Unique Protocol Identification Number
NCT00274820
Brief Title
Arsenic Trioxide, Ascorbic Acid, Dexamethasone, and Thalidomide in Myelofibrosis/Myeloproliferative Disorder
Official Title
A Phase II Trial of Combination Therapy With Thalidomide, Arsenic Trioxide, Dexamethasone, and Ascorbic Acid (TADA) in Patients With Chronic Idiopathic Myelofibrosis or Overlap Myelodysplastic/Myeloproliferative Disorders
Study Type
Interventional

2. Study Status

Record Verification Date
July 2020
Overall Recruitment Status
Completed
Study Start Date
October 2005 (undefined)
Primary Completion Date
September 2007 (Actual)
Study Completion Date
October 2007 (Actual)

3. Sponsor/Collaborators

Responsible Party, by Official Title
Sponsor
Name of the Sponsor
Case Comprehensive Cancer Center

4. Oversight

Data Monitoring Committee
Yes

5. Study Description

Brief Summary
RATIONALE: Drugs used in chemotherapy, such as arsenic trioxide and dexamethasone, work in different ways to stop the growth of cancer cells, either by killing the cells or by stopping them from dividing. Sometimes when chemotherapy is given, it does not stop the growth of cancer cells. The cancer is said to be resistant to chemotherapy. Giving ascorbic acid may reduce drug resistance and allow the cancer cells to be killed. Thalidomide may stop the growth of cancer cells by blocking blood flow to the cancer. Giving arsenic trioxide together with ascorbic acid, dexamethasone, and thalidomide may kill more cancer cells.
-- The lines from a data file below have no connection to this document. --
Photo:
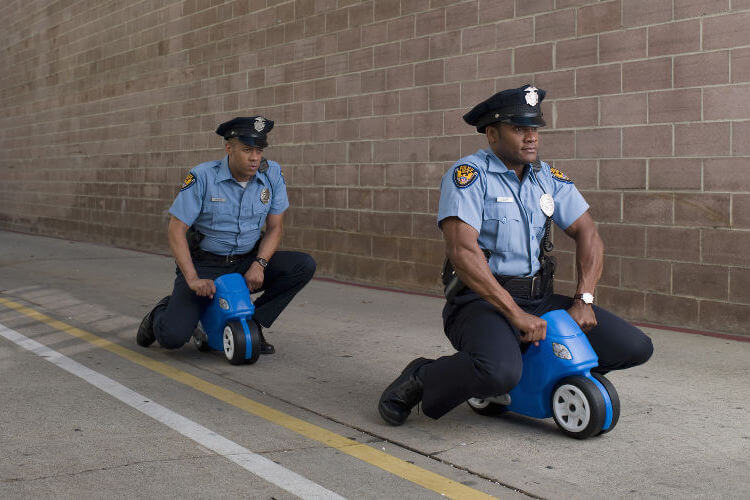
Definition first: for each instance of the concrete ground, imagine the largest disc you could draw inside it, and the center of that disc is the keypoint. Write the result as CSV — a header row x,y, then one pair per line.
x,y
684,429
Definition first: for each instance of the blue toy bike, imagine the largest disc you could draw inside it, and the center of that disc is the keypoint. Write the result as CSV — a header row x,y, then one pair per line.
x,y
557,382
227,323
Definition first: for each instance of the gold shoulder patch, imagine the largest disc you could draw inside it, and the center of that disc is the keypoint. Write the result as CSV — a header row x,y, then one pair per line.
x,y
464,176
189,181
558,174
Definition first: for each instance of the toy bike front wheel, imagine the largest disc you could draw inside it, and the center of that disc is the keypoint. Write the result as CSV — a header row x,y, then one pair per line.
x,y
235,342
578,407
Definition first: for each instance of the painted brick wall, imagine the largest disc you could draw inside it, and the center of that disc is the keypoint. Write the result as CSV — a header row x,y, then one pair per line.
x,y
105,105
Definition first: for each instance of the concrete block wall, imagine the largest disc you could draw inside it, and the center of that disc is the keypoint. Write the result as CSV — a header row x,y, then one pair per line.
x,y
107,104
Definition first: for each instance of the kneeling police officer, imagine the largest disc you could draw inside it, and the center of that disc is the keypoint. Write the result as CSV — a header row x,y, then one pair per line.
x,y
495,210
215,229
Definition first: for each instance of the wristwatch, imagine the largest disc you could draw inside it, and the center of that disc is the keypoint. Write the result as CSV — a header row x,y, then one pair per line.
x,y
587,298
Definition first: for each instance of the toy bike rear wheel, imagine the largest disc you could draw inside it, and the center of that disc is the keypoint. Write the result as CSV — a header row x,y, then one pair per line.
x,y
613,397
235,342
200,339
486,407
578,407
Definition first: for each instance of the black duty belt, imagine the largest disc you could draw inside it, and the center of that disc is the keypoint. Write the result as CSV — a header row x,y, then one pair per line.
x,y
204,256
527,287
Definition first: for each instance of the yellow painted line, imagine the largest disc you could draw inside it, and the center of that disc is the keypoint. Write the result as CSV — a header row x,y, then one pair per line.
x,y
372,456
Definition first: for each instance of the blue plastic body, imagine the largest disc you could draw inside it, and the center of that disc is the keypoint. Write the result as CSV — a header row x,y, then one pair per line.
x,y
231,302
542,369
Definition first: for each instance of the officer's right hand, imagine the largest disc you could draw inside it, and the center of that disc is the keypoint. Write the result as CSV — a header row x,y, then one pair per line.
x,y
203,288
533,328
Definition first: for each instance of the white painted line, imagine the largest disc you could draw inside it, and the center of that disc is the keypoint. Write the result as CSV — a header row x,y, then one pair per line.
x,y
256,464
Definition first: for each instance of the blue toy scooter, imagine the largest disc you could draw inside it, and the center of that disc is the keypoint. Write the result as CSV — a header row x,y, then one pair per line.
x,y
226,324
557,382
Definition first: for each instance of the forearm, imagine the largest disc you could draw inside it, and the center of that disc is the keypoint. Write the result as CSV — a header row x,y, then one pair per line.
x,y
180,250
471,266
589,261
270,242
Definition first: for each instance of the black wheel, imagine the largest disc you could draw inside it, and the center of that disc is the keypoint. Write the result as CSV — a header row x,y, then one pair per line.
x,y
234,342
200,340
613,396
578,407
486,407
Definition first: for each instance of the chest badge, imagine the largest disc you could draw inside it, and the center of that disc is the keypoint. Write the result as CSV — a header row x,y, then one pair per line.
x,y
189,181
464,176
265,195
558,175
547,204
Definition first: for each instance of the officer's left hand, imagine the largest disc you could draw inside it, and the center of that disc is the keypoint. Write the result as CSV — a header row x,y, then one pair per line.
x,y
254,277
583,314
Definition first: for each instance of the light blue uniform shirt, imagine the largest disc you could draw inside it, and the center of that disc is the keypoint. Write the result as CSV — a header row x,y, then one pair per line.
x,y
481,191
230,216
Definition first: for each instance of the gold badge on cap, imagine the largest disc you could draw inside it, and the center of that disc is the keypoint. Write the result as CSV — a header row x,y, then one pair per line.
x,y
260,124
532,98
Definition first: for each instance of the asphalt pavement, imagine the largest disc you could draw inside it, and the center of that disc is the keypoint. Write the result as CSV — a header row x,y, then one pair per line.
x,y
86,413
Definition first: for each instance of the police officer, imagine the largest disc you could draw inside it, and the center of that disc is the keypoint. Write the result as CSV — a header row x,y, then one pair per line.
x,y
495,210
225,203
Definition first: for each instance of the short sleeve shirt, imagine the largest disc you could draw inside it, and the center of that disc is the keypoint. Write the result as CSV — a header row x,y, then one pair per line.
x,y
229,215
481,191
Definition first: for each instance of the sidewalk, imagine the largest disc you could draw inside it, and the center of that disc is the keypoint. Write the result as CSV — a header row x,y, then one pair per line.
x,y
684,429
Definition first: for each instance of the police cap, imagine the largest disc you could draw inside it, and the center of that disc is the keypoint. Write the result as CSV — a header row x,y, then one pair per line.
x,y
521,106
249,130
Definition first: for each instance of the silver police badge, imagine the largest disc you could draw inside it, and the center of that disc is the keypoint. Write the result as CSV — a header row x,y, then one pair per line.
x,y
259,124
532,98
547,204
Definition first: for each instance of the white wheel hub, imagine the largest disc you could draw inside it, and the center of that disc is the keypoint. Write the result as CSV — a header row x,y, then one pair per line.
x,y
571,408
228,342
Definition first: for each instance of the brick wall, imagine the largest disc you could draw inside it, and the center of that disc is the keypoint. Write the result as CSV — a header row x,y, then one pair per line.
x,y
105,105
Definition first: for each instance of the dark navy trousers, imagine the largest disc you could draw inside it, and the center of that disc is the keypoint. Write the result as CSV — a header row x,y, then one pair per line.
x,y
488,361
287,273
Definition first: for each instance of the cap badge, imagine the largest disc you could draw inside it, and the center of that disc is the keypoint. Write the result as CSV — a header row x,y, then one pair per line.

PURPOSE: This phase II trial is studying how well giving arsenic trioxide together with ascorbic acid, dexamethasone, and thalidomide works in treating patients with chronic idiopathic myelofibrosis or myelodysplastic or myeloproliferative disorders.
Detailed Description
OBJECTIVES: Primary Evaluate the efficacy (in terms of response rate) of arsenic trioxide, ascorbic acid, dexamethasone, and thalidomide in patients with chronic idiopathic myelofibrosis or myelodysplastic/myeloproliferative disorders. Secondary Determine the rate of disease progression or progression to acute leukemia in patients treated with this regimen. Assess improvement in bone marrow pathology (including degree of fibrosis, percentage of blasts, and resolution of cytogenetic abnormalities) in patients treated with this regimen. Determine time to response in patients treated with this regimen. Determine the reduction of spleen size in patients treated with this regimen. Measure clinical responses and quality of life in subgroups treated with this regimen. Determine the safety of this regimen in these patients. OUTLINE: This is an open-label, multicenter study. Patients receive arsenic trioxide IV over 1-2 hours for 5 days and oral ascorbic acid once daily for 5 days during week 1. Patients then receive arsenic trioxide and ascorbic acid twice a week in weeks 2-12. Patients also receive oral dexamethasone once daily for 5 days in weeks 1, 5, 9, and 12 and oral thalidomide once or twice daily in weeks 1-12. Courses repeat every 12 weeks in the absence of disease progression or unacceptable toxicity. Quality of life is assessed at baseline and after every course. After completion of study treatment, patients are followed periodically. PROJECTED ACCRUAL: A total of 40 patients will be accrued for this study.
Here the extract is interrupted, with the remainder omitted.